Oct 15, 2011

Sarah Waters: Fingersmith


An Oliver Twist-like story of deceit, secrets, crooks and an English scenery, Sarah Waters’s Fingersmith is a wonderful novel that kept me hooked as it unfolds its mysteries page after page. Waters clearly shows her debt to Dickens in the first page when her protagonist talks of going with her friend to beg at a play: the play being Oliver Twist of course.
The story is about a girl called, in those days, Susan Trinder. Susan grows up with other crooks in the house of Mrs Sucksby who makes a living ‘farming’ infants. When Susan turns 17, she helps Gentleman, later known as Richard Rivers, in convincing Maud Lilly, a young heiress, to marry him so that he can have her money by putting her in a madhouse and later splitting that money with Susan.
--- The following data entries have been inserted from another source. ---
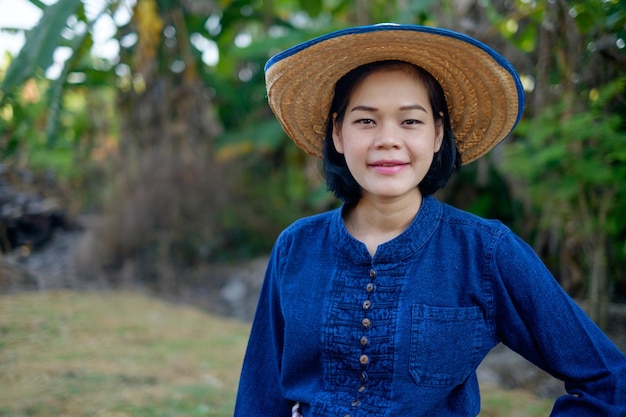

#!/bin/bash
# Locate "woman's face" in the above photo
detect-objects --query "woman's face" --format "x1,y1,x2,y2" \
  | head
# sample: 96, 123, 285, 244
333, 69, 443, 204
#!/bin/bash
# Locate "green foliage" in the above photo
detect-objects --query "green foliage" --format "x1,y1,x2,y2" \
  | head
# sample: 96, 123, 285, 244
0, 0, 81, 99
503, 77, 626, 290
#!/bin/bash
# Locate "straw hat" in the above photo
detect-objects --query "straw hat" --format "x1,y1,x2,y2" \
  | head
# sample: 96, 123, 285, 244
265, 23, 524, 164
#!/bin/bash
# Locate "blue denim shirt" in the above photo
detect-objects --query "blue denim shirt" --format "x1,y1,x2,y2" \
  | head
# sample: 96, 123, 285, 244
235, 197, 626, 417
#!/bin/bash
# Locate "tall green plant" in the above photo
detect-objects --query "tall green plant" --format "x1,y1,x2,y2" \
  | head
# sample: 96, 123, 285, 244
504, 76, 626, 326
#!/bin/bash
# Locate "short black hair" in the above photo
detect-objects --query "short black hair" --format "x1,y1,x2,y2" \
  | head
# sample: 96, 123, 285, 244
322, 61, 461, 204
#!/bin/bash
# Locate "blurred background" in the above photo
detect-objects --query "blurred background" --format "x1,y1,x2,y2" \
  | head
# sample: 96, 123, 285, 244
0, 0, 626, 415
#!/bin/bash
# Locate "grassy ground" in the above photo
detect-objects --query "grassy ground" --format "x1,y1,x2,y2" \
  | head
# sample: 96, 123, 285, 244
0, 292, 550, 417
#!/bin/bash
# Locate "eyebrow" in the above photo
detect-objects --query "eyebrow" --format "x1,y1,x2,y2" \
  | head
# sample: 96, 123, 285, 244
350, 104, 428, 113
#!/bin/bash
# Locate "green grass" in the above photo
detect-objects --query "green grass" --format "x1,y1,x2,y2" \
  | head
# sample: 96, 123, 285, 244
0, 292, 249, 417
0, 291, 551, 417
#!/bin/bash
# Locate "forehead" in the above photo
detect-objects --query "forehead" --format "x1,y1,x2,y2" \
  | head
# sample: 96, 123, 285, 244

The story is intriguing for its many twists of plot, the most important of which happens midway through the 548 page novel. It is a very elaborate scheme that includes crooks, demented gentry, mad women (always a favorite theme of mine), in a web that connects London to the country side, presenting London as the locus of thieves and crooks out to ruin a young women in the Briar. But twist after twist in the plot makes this more than just a simple story of Susan deceiving Maud.
Waters's style of writing makes this a smooth and quick read. Her rich narrative makes it a book hard to put down. This is a good novel to read. Very entertaining.